Abstração e realidade, luzes e sombras… é filme de terror? :P#enunciadocurioso.
Brincadeiras à parte, penso que a menção às "luzes e sombras" poderia ter sido uma forma de a banca, nas entrelinhas, chamar a atenção para o fato de que o ato de reconhecimento possui necessariamente tanto componente político quanto jurídico (o primeiro seria representado pelas "sombras", o último pelas "luzes"). É pura especulação minha, óbvio, mas esse raciocínio era fundamental na resposta.
Acredito que os debates essenciais (não mencionarei tudo que poderia ser escrito por falta de espaço) que precisavam ser travados nessa questão envolviam inicialmente a distinção entre personalidade jurídica internacional originária e derivada (a primeira titularizada pelos Estados, a última pelos demais sujeitos de DI), e, em segundo lugar, a natureza jurídica e os requisitos para que o ato de reconhecimento possa ser efetuado. Vi que pessoas mencionaram o caso Bernadotte. Ele cabia aqui? Claro. Mas precisa ser complementado.

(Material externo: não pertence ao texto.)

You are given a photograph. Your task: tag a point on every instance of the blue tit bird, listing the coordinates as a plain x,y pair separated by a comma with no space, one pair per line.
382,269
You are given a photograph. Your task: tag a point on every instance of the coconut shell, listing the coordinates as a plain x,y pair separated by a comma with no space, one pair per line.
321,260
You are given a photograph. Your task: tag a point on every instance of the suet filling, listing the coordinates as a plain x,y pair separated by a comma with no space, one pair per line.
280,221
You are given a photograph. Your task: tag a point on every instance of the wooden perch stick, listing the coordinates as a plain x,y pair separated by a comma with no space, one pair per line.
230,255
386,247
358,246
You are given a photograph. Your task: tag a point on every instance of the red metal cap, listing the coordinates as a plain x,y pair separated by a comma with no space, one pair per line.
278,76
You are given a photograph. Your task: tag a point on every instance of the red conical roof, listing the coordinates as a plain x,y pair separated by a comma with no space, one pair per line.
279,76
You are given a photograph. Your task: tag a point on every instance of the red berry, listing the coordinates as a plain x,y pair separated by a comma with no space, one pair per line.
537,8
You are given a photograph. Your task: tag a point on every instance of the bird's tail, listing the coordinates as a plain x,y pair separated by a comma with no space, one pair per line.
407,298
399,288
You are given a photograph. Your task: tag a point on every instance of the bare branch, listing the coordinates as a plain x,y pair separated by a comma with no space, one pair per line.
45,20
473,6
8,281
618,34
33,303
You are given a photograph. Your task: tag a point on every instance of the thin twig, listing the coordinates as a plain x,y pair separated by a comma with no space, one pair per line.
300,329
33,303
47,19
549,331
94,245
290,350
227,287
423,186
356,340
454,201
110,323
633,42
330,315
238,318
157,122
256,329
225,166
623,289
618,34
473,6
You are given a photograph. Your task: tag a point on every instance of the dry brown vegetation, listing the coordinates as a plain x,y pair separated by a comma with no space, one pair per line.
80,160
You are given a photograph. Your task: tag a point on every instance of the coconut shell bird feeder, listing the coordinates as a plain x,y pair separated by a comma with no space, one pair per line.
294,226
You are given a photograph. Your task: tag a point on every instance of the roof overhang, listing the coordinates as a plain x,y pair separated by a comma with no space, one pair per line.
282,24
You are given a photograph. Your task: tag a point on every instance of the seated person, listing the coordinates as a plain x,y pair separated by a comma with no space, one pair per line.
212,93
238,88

Quanto à personalidade jurídica internacional originária, sabemos que somente os Estados hodiernamente desfrutam da mesma. Isso significa que as capacidades internacionais que titularizam decorrem diretamente da natureza e da estrutura da atual sociedade internacional. Dessa forma, os direitos e obrigações internacionais dos Estados decorrem diretamente de sua soberania, possuindo todo e qualquer Estado igual potencial de titularizar capacidades internacionais devido ao princípio da igualdade soberana. Ao contrário do que ocorre em relação aos demais sujeitos de DI, as capacidades internacionais dos Estados são inerentes à sua condição enquanto principais sujeitos do atual DI.

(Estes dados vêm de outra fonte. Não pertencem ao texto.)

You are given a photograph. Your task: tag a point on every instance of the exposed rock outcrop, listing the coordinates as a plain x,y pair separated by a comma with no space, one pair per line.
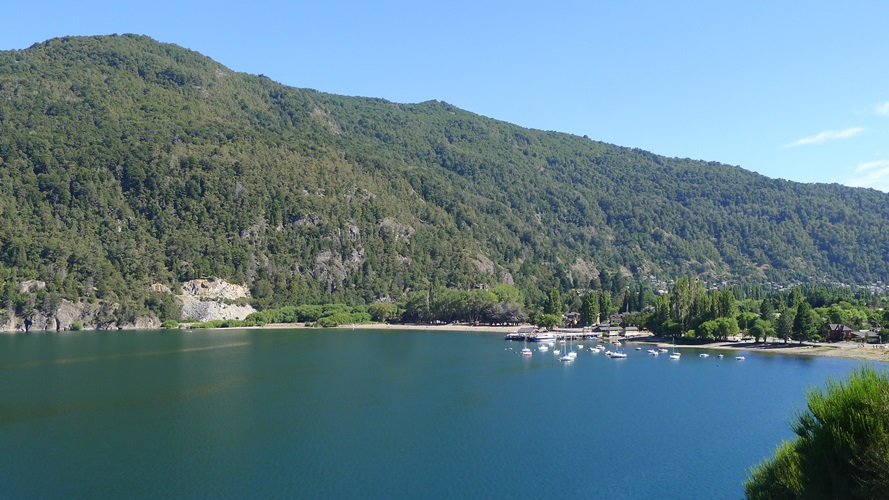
76,315
209,300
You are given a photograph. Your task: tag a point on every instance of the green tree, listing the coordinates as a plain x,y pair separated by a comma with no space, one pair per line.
841,448
784,325
549,321
589,309
553,304
805,323
761,329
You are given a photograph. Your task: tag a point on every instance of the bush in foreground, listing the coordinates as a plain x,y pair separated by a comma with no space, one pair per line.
841,448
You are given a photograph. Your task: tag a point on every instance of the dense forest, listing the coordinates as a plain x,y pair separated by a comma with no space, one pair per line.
126,162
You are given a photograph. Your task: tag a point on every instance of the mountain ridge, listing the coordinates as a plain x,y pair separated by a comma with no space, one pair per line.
126,161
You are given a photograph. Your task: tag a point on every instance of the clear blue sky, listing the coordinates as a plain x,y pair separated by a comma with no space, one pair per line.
790,89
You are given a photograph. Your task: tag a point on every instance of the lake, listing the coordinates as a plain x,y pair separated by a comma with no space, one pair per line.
382,414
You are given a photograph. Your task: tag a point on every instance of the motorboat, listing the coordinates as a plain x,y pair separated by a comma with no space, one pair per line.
543,337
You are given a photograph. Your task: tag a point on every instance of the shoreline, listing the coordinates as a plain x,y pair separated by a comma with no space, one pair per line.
846,350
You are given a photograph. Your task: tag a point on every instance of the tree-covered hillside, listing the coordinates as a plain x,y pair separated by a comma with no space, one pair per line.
125,162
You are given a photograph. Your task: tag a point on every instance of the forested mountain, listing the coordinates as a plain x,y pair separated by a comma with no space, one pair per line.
126,162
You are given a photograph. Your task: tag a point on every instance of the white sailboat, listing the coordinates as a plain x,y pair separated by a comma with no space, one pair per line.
526,352
675,355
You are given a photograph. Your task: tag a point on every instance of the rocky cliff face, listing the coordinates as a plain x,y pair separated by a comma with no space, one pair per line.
88,316
209,300
201,299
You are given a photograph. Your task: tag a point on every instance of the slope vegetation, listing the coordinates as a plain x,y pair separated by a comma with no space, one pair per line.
126,162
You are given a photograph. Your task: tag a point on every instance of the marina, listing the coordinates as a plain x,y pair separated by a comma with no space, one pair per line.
264,413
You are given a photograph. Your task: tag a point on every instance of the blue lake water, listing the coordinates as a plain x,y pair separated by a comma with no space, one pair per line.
382,414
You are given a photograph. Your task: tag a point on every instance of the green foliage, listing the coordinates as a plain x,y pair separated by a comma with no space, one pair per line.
549,321
553,304
841,449
589,309
126,162
761,329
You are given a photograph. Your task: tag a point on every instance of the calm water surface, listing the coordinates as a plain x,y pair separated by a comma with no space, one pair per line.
381,414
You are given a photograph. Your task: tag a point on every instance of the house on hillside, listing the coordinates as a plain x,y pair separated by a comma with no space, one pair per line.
837,332
866,336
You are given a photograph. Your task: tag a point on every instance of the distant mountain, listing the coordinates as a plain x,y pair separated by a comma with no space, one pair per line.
126,162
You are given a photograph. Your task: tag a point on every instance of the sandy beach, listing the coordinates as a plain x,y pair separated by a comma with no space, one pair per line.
852,350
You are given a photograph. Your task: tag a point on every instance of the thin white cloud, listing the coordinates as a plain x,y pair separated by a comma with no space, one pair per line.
874,174
827,135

A consequência direta dessa realidade está no fato de o reconhecimento de Estado ser ato cuja natureza é DECLARATÓRIA. Isso significa que a personalidade jurídica internacional do Estado surge a partir do momento em que o mesmo assegura sua existência seguindo o atual DI, mediante a reunião dos elementos constitutivos. Caso objetivamente um Estado possa ser assim considerado, o fato de não ser reconhecido não permite a outros sujeitos de DIP recusar-lhe personalidade jurídica internacional, já que a mesma é objetiva. Todavia, como o ato é igualmente político, a sua personalidade jurídica internacional não exige que seus pares o reconheçam, o que na prática impede que o novo país consiga desempenhar capacidades internacionais relacionadas ao relacionamento formal com países que não o reconhecem, por exemplo.

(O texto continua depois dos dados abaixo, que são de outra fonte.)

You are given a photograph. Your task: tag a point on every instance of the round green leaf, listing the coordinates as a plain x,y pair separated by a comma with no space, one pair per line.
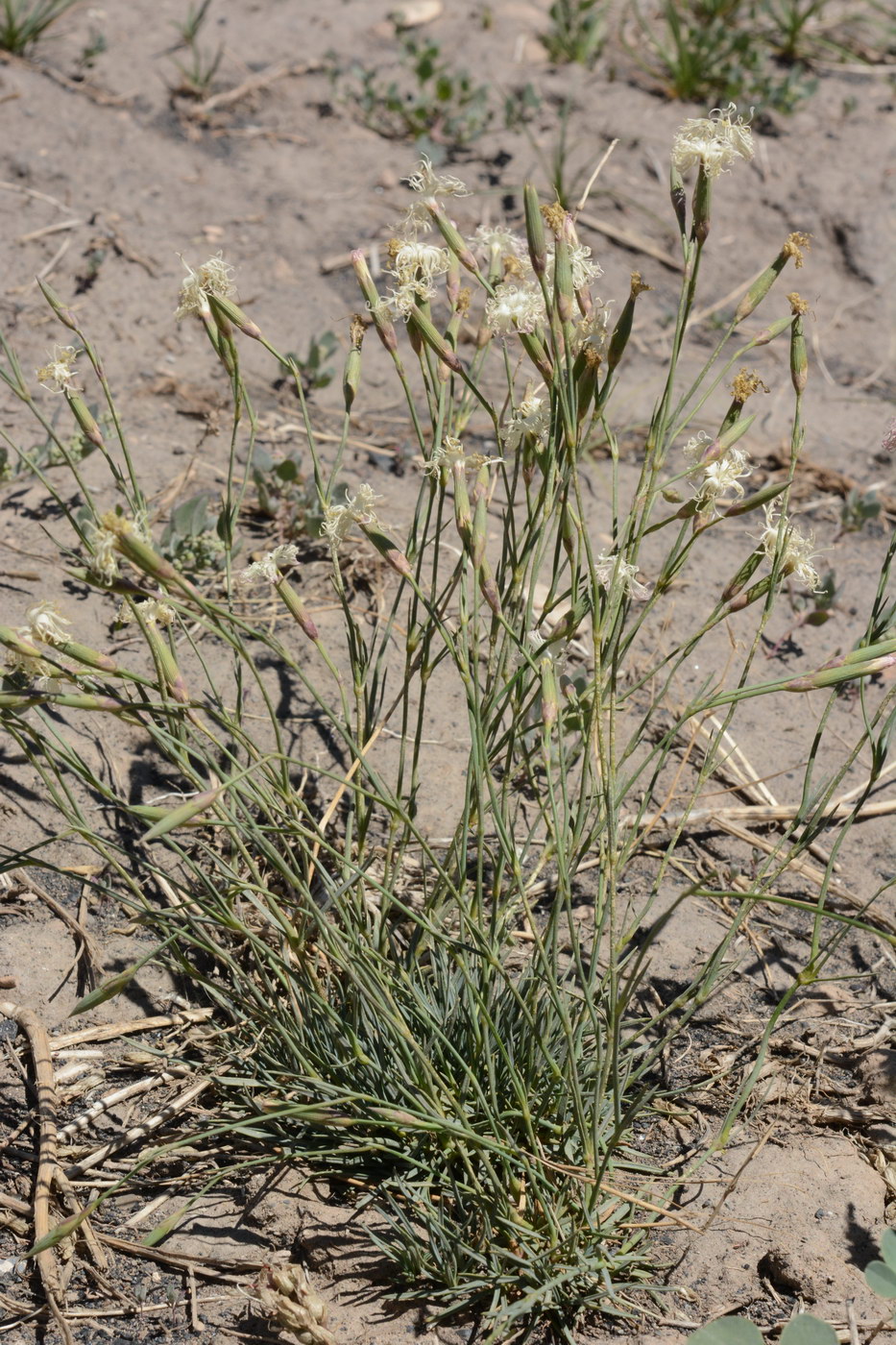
806,1329
882,1280
727,1331
888,1247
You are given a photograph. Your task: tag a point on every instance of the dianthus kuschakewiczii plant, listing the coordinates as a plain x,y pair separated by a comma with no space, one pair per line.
456,1024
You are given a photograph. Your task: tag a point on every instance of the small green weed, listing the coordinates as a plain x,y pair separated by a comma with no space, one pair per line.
859,507
315,369
805,1329
721,50
93,47
802,1329
198,74
24,22
432,100
285,495
577,31
191,540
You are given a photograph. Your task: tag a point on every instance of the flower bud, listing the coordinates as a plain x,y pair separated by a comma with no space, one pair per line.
351,373
296,608
63,313
798,354
771,331
225,311
86,423
564,292
424,327
534,231
452,235
383,325
678,198
701,206
621,331
388,549
549,697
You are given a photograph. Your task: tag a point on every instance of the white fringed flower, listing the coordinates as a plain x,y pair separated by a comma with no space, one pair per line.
46,624
715,141
530,417
798,550
610,569
104,544
499,239
430,183
583,268
721,479
400,303
268,568
57,374
516,308
420,264
446,453
358,508
214,278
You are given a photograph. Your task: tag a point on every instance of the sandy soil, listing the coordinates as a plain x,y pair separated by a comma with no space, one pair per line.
103,183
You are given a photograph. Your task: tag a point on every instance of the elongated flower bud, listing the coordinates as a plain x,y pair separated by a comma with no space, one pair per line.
143,555
463,511
225,311
183,814
382,322
534,231
549,697
701,206
844,670
759,288
296,608
90,658
621,331
678,198
388,549
479,535
564,292
742,575
452,235
420,323
63,313
771,331
351,373
27,699
798,354
87,424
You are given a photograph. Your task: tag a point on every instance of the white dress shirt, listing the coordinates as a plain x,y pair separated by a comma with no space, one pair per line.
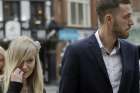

Em contrapartida, os demais sujeitos de DIP possuem personalidade jurídica internacional derivada. Ao contrário do que ocorre com os Estados, as capacidades internacionais desfrutadas pelos primeiros não decorrem diretamente de sua existência, mas sim da atribuição, pelos Estados, de direitos e obrigações a esses últimos. Aqui cabe ressaltar que, entre todos os demais sujeitos de DIP, os únicos que possuem personalidade internacional invariavelmente derivada e objetiva (o que faz com que todos os Estados aceitem sua condição de sujeitos de DI sem exceção) são os indivíduos, embora sua capacidade de recorrer a órgãos internacionais em caso de violação de seus direitos não precise ser reconhecida por todos os países.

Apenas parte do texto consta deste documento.